BEIJING — For many observers, rising friction between China and Japan over a group of remote and uninhabited islands in the East China Sea is worrying enough.
But if some influential Chinese nationalist commentators have their way, the spat over the Japanese-controlled Senkaku islands — which Beijing calls the Diaoyu — could widen into a dispute over a much more important archipelago.
In a fiery editorial this month, the Global Times newspaper urged Beijing to consider challenging Japan’s control over its southern prefecture of Okinawa, an island chain with a population of 1.4 million people that bristles with U.S. military bases.
“China should not be afraid of engaging with Japan in a mutual undermining of territorial integrity,” the Communist Party-run paper declared.
Maj. Gen. Jin Yinan, head of the strategy research institute at China’s National Defense University, went even further. He told state-run radio that limiting discussion to the Diaoyu was “too narrow,” saying Beijing should question ownership of the whole Ryukyu archipelago, which by some definitions extends beyond Okinawa.

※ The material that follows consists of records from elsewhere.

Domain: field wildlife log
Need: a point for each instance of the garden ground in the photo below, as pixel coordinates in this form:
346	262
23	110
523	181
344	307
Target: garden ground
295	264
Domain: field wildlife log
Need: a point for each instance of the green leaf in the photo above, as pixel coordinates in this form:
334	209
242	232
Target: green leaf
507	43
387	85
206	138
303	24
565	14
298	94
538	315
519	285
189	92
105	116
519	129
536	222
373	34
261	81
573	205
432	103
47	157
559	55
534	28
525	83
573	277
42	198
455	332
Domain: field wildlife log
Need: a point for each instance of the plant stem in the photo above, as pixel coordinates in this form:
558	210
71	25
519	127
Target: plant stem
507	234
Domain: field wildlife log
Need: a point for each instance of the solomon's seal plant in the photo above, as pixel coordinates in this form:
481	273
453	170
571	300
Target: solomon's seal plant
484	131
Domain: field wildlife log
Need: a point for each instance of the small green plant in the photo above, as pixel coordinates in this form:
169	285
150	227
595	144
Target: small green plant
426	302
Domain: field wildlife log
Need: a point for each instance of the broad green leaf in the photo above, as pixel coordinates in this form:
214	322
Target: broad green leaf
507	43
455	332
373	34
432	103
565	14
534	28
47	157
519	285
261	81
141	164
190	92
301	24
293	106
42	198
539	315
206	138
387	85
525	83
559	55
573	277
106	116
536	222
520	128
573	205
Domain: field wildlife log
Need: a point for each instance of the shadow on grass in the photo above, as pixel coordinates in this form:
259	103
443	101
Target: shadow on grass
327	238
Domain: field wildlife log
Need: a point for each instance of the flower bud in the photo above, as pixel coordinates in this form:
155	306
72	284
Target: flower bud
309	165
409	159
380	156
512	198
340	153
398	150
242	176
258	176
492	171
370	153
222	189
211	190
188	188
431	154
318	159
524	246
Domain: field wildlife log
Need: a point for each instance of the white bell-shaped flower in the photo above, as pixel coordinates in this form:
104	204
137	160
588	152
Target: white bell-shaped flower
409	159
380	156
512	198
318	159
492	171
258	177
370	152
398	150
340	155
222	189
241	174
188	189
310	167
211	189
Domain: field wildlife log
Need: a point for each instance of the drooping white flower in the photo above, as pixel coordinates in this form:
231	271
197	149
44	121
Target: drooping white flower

Not. Gonna. Happen. The Japanese consider Okinawa as one of the Home Islands, which is one reason why they fought so viciously there in 1945. China has already ticked the Japanese off with their dispute over the Senkaku Islands, and this will just make things worse. However, China is unlikely to ever do anything about Okinawa militarily, as that would start a war with Japan, and eventually the U.S.. Right now this appears to be just a bit of political posturing for the people on the Chinese part. Not to mention that the movement to get U.S. soldiers off of Okinawa will probably fade because of this.